BUILDINGS and real estate properties inclined with the occupancy of traditional office takers in The Fort Bonifacio or Bonifacio Global City (BGC) area will now be burdened by higher taxes as the Court of Appeals (CA) ruled the business district to be under Makati City jurisdiction.
This is because buildings in the BGC and McKinley area are now subjected to 30 to 50 percent higher tax rates in Makati than their former tax rates in Taguig City, particularly the infrastructures unregistered with the Philippine Economic Zone Authority (PEZA) which cater to the “traditional office takers.”
According to Jie Espinosa, Colliers International office services director, the tax increase in taxes “will be felt more” by the “non-PEZA registered buildings” than the PEZA-registered buildings, which spaces are catered to the business processing management (BPM) sector.
“For non-PEZA buildings, those who are geared for traditional office space takers, [higher taxes imposition]would be felt more.

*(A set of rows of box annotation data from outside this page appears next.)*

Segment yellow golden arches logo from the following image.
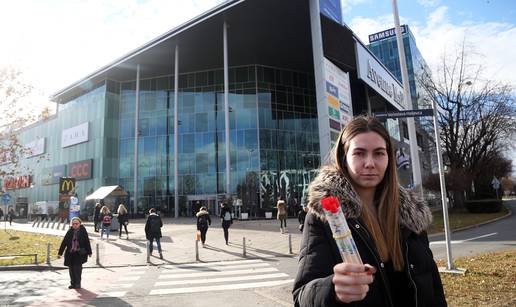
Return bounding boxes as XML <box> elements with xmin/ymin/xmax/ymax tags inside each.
<box><xmin>59</xmin><ymin>178</ymin><xmax>75</xmax><ymax>194</ymax></box>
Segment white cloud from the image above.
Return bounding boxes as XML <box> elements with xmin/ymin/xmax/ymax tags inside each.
<box><xmin>0</xmin><ymin>0</ymin><xmax>223</xmax><ymax>95</ymax></box>
<box><xmin>350</xmin><ymin>6</ymin><xmax>516</xmax><ymax>87</ymax></box>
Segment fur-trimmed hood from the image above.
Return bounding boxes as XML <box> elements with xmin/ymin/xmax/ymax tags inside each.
<box><xmin>195</xmin><ymin>210</ymin><xmax>210</xmax><ymax>217</ymax></box>
<box><xmin>308</xmin><ymin>166</ymin><xmax>432</xmax><ymax>234</ymax></box>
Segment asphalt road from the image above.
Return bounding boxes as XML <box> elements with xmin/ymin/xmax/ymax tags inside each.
<box><xmin>430</xmin><ymin>200</ymin><xmax>516</xmax><ymax>259</ymax></box>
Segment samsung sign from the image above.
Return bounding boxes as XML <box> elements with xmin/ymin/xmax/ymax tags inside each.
<box><xmin>355</xmin><ymin>42</ymin><xmax>405</xmax><ymax>110</ymax></box>
<box><xmin>61</xmin><ymin>122</ymin><xmax>88</xmax><ymax>148</ymax></box>
<box><xmin>369</xmin><ymin>25</ymin><xmax>407</xmax><ymax>43</ymax></box>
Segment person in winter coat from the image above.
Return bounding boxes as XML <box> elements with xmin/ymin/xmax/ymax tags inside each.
<box><xmin>145</xmin><ymin>208</ymin><xmax>163</xmax><ymax>260</ymax></box>
<box><xmin>220</xmin><ymin>203</ymin><xmax>233</xmax><ymax>245</ymax></box>
<box><xmin>195</xmin><ymin>206</ymin><xmax>211</xmax><ymax>247</ymax></box>
<box><xmin>93</xmin><ymin>203</ymin><xmax>101</xmax><ymax>232</ymax></box>
<box><xmin>100</xmin><ymin>206</ymin><xmax>113</xmax><ymax>241</ymax></box>
<box><xmin>297</xmin><ymin>206</ymin><xmax>308</xmax><ymax>232</ymax></box>
<box><xmin>293</xmin><ymin>117</ymin><xmax>446</xmax><ymax>307</ymax></box>
<box><xmin>276</xmin><ymin>198</ymin><xmax>288</xmax><ymax>233</ymax></box>
<box><xmin>117</xmin><ymin>204</ymin><xmax>129</xmax><ymax>240</ymax></box>
<box><xmin>57</xmin><ymin>217</ymin><xmax>91</xmax><ymax>289</ymax></box>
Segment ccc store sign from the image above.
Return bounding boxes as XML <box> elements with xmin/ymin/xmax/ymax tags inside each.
<box><xmin>68</xmin><ymin>159</ymin><xmax>93</xmax><ymax>180</ymax></box>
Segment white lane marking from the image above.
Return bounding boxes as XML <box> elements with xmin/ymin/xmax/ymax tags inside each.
<box><xmin>124</xmin><ymin>276</ymin><xmax>140</xmax><ymax>281</ymax></box>
<box><xmin>163</xmin><ymin>259</ymin><xmax>263</xmax><ymax>269</ymax></box>
<box><xmin>162</xmin><ymin>263</ymin><xmax>270</xmax><ymax>274</ymax></box>
<box><xmin>430</xmin><ymin>232</ymin><xmax>498</xmax><ymax>245</ymax></box>
<box><xmin>14</xmin><ymin>295</ymin><xmax>45</xmax><ymax>303</ymax></box>
<box><xmin>109</xmin><ymin>284</ymin><xmax>134</xmax><ymax>288</ymax></box>
<box><xmin>158</xmin><ymin>268</ymin><xmax>278</xmax><ymax>279</ymax></box>
<box><xmin>149</xmin><ymin>279</ymin><xmax>294</xmax><ymax>295</ymax></box>
<box><xmin>97</xmin><ymin>291</ymin><xmax>126</xmax><ymax>298</ymax></box>
<box><xmin>155</xmin><ymin>273</ymin><xmax>288</xmax><ymax>287</ymax></box>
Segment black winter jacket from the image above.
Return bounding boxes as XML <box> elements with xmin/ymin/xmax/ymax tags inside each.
<box><xmin>145</xmin><ymin>213</ymin><xmax>163</xmax><ymax>240</ymax></box>
<box><xmin>57</xmin><ymin>225</ymin><xmax>92</xmax><ymax>266</ymax></box>
<box><xmin>293</xmin><ymin>167</ymin><xmax>446</xmax><ymax>307</ymax></box>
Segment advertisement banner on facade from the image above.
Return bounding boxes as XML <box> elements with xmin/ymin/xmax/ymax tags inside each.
<box><xmin>68</xmin><ymin>159</ymin><xmax>93</xmax><ymax>180</ymax></box>
<box><xmin>324</xmin><ymin>58</ymin><xmax>353</xmax><ymax>143</ymax></box>
<box><xmin>355</xmin><ymin>41</ymin><xmax>405</xmax><ymax>110</ymax></box>
<box><xmin>41</xmin><ymin>165</ymin><xmax>66</xmax><ymax>185</ymax></box>
<box><xmin>61</xmin><ymin>122</ymin><xmax>89</xmax><ymax>148</ymax></box>
<box><xmin>25</xmin><ymin>138</ymin><xmax>45</xmax><ymax>158</ymax></box>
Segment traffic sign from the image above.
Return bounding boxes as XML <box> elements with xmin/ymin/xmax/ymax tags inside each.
<box><xmin>374</xmin><ymin>109</ymin><xmax>434</xmax><ymax>118</ymax></box>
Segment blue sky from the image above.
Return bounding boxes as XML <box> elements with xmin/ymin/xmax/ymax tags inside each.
<box><xmin>0</xmin><ymin>0</ymin><xmax>516</xmax><ymax>170</ymax></box>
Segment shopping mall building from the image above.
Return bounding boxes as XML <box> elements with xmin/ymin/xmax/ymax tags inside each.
<box><xmin>0</xmin><ymin>0</ymin><xmax>436</xmax><ymax>216</ymax></box>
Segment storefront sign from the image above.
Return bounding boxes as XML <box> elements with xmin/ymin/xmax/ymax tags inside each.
<box><xmin>3</xmin><ymin>175</ymin><xmax>32</xmax><ymax>190</ymax></box>
<box><xmin>61</xmin><ymin>122</ymin><xmax>89</xmax><ymax>148</ymax></box>
<box><xmin>355</xmin><ymin>41</ymin><xmax>405</xmax><ymax>110</ymax></box>
<box><xmin>68</xmin><ymin>159</ymin><xmax>93</xmax><ymax>180</ymax></box>
<box><xmin>41</xmin><ymin>165</ymin><xmax>66</xmax><ymax>185</ymax></box>
<box><xmin>25</xmin><ymin>138</ymin><xmax>45</xmax><ymax>158</ymax></box>
<box><xmin>369</xmin><ymin>25</ymin><xmax>407</xmax><ymax>43</ymax></box>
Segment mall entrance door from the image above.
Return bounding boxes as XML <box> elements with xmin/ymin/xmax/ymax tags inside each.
<box><xmin>187</xmin><ymin>195</ymin><xmax>219</xmax><ymax>216</ymax></box>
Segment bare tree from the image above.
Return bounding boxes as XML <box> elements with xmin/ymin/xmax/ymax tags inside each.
<box><xmin>0</xmin><ymin>67</ymin><xmax>44</xmax><ymax>178</ymax></box>
<box><xmin>418</xmin><ymin>43</ymin><xmax>516</xmax><ymax>206</ymax></box>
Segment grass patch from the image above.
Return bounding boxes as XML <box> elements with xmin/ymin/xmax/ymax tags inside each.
<box><xmin>428</xmin><ymin>206</ymin><xmax>509</xmax><ymax>234</ymax></box>
<box><xmin>437</xmin><ymin>249</ymin><xmax>516</xmax><ymax>306</ymax></box>
<box><xmin>0</xmin><ymin>230</ymin><xmax>63</xmax><ymax>266</ymax></box>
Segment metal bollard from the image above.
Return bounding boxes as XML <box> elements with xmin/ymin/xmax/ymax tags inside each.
<box><xmin>242</xmin><ymin>237</ymin><xmax>247</xmax><ymax>257</ymax></box>
<box><xmin>288</xmin><ymin>233</ymin><xmax>293</xmax><ymax>255</ymax></box>
<box><xmin>145</xmin><ymin>240</ymin><xmax>150</xmax><ymax>263</ymax></box>
<box><xmin>195</xmin><ymin>240</ymin><xmax>200</xmax><ymax>261</ymax></box>
<box><xmin>47</xmin><ymin>243</ymin><xmax>51</xmax><ymax>265</ymax></box>
<box><xmin>95</xmin><ymin>243</ymin><xmax>100</xmax><ymax>265</ymax></box>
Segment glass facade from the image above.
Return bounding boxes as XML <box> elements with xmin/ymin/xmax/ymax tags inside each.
<box><xmin>119</xmin><ymin>65</ymin><xmax>319</xmax><ymax>216</ymax></box>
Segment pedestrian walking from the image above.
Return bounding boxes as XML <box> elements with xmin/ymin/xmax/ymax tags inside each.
<box><xmin>196</xmin><ymin>206</ymin><xmax>211</xmax><ymax>247</ymax></box>
<box><xmin>100</xmin><ymin>206</ymin><xmax>113</xmax><ymax>241</ymax></box>
<box><xmin>145</xmin><ymin>208</ymin><xmax>163</xmax><ymax>259</ymax></box>
<box><xmin>293</xmin><ymin>116</ymin><xmax>446</xmax><ymax>307</ymax></box>
<box><xmin>7</xmin><ymin>207</ymin><xmax>15</xmax><ymax>226</ymax></box>
<box><xmin>117</xmin><ymin>204</ymin><xmax>129</xmax><ymax>240</ymax></box>
<box><xmin>297</xmin><ymin>206</ymin><xmax>308</xmax><ymax>232</ymax></box>
<box><xmin>220</xmin><ymin>202</ymin><xmax>233</xmax><ymax>245</ymax></box>
<box><xmin>57</xmin><ymin>217</ymin><xmax>91</xmax><ymax>289</ymax></box>
<box><xmin>276</xmin><ymin>198</ymin><xmax>288</xmax><ymax>233</ymax></box>
<box><xmin>93</xmin><ymin>203</ymin><xmax>101</xmax><ymax>232</ymax></box>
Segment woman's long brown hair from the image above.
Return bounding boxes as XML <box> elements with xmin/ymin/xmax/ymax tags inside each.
<box><xmin>333</xmin><ymin>116</ymin><xmax>404</xmax><ymax>271</ymax></box>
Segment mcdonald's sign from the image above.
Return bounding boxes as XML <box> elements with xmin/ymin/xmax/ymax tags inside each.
<box><xmin>59</xmin><ymin>177</ymin><xmax>75</xmax><ymax>194</ymax></box>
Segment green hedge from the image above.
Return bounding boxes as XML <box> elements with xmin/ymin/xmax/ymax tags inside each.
<box><xmin>465</xmin><ymin>199</ymin><xmax>502</xmax><ymax>213</ymax></box>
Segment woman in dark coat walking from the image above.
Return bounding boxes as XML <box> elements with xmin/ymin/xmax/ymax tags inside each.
<box><xmin>57</xmin><ymin>217</ymin><xmax>91</xmax><ymax>289</ymax></box>
<box><xmin>293</xmin><ymin>117</ymin><xmax>446</xmax><ymax>307</ymax></box>
<box><xmin>196</xmin><ymin>206</ymin><xmax>211</xmax><ymax>247</ymax></box>
<box><xmin>220</xmin><ymin>203</ymin><xmax>233</xmax><ymax>245</ymax></box>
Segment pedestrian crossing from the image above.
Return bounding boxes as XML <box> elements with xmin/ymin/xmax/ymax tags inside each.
<box><xmin>149</xmin><ymin>259</ymin><xmax>293</xmax><ymax>295</ymax></box>
<box><xmin>0</xmin><ymin>259</ymin><xmax>293</xmax><ymax>306</ymax></box>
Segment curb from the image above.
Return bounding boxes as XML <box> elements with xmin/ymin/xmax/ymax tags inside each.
<box><xmin>0</xmin><ymin>264</ymin><xmax>68</xmax><ymax>272</ymax></box>
<box><xmin>428</xmin><ymin>205</ymin><xmax>512</xmax><ymax>239</ymax></box>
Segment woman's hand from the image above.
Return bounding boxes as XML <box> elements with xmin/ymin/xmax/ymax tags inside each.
<box><xmin>332</xmin><ymin>263</ymin><xmax>376</xmax><ymax>303</ymax></box>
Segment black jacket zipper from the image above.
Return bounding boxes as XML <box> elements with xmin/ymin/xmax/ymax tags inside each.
<box><xmin>353</xmin><ymin>220</ymin><xmax>394</xmax><ymax>306</ymax></box>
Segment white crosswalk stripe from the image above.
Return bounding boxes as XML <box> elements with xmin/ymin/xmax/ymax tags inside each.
<box><xmin>149</xmin><ymin>260</ymin><xmax>294</xmax><ymax>295</ymax></box>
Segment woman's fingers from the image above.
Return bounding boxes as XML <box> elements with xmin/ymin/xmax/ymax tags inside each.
<box><xmin>332</xmin><ymin>263</ymin><xmax>376</xmax><ymax>303</ymax></box>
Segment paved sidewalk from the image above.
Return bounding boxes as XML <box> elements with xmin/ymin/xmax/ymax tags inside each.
<box><xmin>2</xmin><ymin>217</ymin><xmax>301</xmax><ymax>267</ymax></box>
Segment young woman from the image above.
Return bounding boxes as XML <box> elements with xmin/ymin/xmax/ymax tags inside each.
<box><xmin>196</xmin><ymin>206</ymin><xmax>211</xmax><ymax>247</ymax></box>
<box><xmin>276</xmin><ymin>198</ymin><xmax>288</xmax><ymax>233</ymax></box>
<box><xmin>100</xmin><ymin>206</ymin><xmax>113</xmax><ymax>241</ymax></box>
<box><xmin>145</xmin><ymin>208</ymin><xmax>163</xmax><ymax>260</ymax></box>
<box><xmin>57</xmin><ymin>217</ymin><xmax>91</xmax><ymax>289</ymax></box>
<box><xmin>220</xmin><ymin>203</ymin><xmax>233</xmax><ymax>245</ymax></box>
<box><xmin>293</xmin><ymin>117</ymin><xmax>446</xmax><ymax>307</ymax></box>
<box><xmin>117</xmin><ymin>204</ymin><xmax>129</xmax><ymax>240</ymax></box>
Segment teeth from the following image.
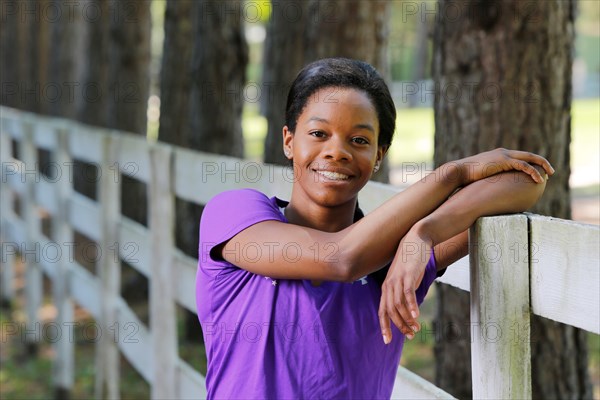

But for PEZA buildings that are geared towards more BPO companies, the effects would be negligible,” Espinosa said.
“Taxes would always affect to any kind of business, may it be in the development or normal operations,” said Ieyo de Guzman, Colliers International executive director.
But De Guzman also told reporters at the Philippine Real Estate Market 2nd quarter report that the PEZA-registered buildings, unlike the non-registered, would not be affected much to the CA ruling as they receive tax incentives from the government.
“The least that would have a reaction to [the CA ruling]are the BPM companies who are still enjoying tax incentives [from the government]for a certain period,” de Guzman said.
De Guzman added that effects of the CA ruling for the building developers and other businesses in BGC and McKinley area will result in an “inflation of the tax in BGC” which is still to be “taken into consideration” at present.
About 40 percent of the infrastructure developments that supply offices for BPM and other industrial sectors are in BGC area, which have the highest rates of infra development among the business hubs of the country like Makati and Ortigas.
The influx of these new real estate premium buildings mostly at the BGC “may overtake the demand” of offices by the year.
But Espinosa said that such imbalance in supply and demand of infrastructure for offices “will be corrected towards 2016” as the demand for BPM business opportunities in the country increases.
“We are oversupplied of buildings in Fort Bonifacio, because that is where the buildings are in right now, but that will be easily corrected in the subsequent quarters,” Espinosa said.
BPM centers in McKinley hill area are mainly offices for the voice sector or the call centers, while BPM segments at the BGC are more into “knowledge process outsourcing companies” which concern think tanks and institutional agencies.